Wang’s focus has been on transposable elements in DNA, which are segments that can move around within the genome. These elements are seen as a double-edged sword in cancer research. Wang’s findings suggest that while transposable elements contribute to tumor development, they also present potential vulnerabilities that could lead to innovative treatment strategies.
In this study, Wang’s team utilized transposable elements since they can cause tumors to produce unique proteins not found in healthy cells. These proteins, labeled tumor antigens or neoantigens, could serve as targets for various forms of immunotherapy, including checkpoint inhibitors and genetically modified T-cell therapies.
However, certain tumors, including glioblastoma, produce few natural immune targets from transposable elements. To overcome this limitation, Wang and colleagues, including co-senior author Albert H. Kim, MD, PhD, have discovered a method to deliberately stimulate transposable elements in glioblastoma cells that generally do not manufacture these targets.
The researchers used a pair of drugs that affect the epigenome, the regulatory layer that determines gene activity levels. The treatment of glioblastoma cells with these two epigenetic drugs led to the unwinding of tightly packed DNA, stimulating transposable elements to start producing the distinct proteins that can target cancerous cells. The drugs used were decitabine, which treats myelodysplastic syndromes, and panobinostat, used for multiple myeloma.
Before trialing this approach in humans, the researchers aim to refine the epigenetic treatments to specifically induce neoantigen production in tumor cells only. They noted in the study that while normal cells also generated targets when exposed to the two drugs, they produced them at lower levels than glioblastoma cells. Wang and Kim acknowledged the potential for unwanted side effects if normal cells also create these targets.
In their ongoing research, Wang and Kim are exploring how CRISPR gene editing could be employed to activate specific genome segments in cancer cells, allowing them to create the same neoantigens found across the human population. This strategy may enable a wide array of tumors, even those of different types, to share similar targets that could respond to the same immunotherapy, protecting healthy cells in the process. There are multiple avenues to attack such shared targets, including checkpoint inhibitors, vaccines, and engineered T-cells.
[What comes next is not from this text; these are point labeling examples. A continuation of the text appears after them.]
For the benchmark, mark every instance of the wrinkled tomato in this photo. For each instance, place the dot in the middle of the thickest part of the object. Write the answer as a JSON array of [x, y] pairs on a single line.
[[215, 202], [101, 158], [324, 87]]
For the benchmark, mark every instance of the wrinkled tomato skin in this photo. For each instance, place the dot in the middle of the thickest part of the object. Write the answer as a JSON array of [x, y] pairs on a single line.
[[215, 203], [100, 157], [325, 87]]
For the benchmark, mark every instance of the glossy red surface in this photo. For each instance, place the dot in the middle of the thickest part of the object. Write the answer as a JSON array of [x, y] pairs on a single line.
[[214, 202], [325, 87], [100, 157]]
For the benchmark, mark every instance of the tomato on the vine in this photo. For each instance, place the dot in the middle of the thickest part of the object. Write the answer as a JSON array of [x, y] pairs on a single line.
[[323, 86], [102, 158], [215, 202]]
“Immunotherapy has dramatically changed the treatment landscape for certain cancers, like melanoma,” stated Kim, who practices at Siteman Cancer Center at Barnes-Jewish Hospital and WashU Medicine and heads the Brain Tumor Center. “Advancements in glioblastoma treatment have been more gradual due to the tumor’s resilience against current therapies. However, with the latest developments in both immunotherapy and epigenetic treatments, I believe we are making significant strides towards transformative changes in glioblastoma care.”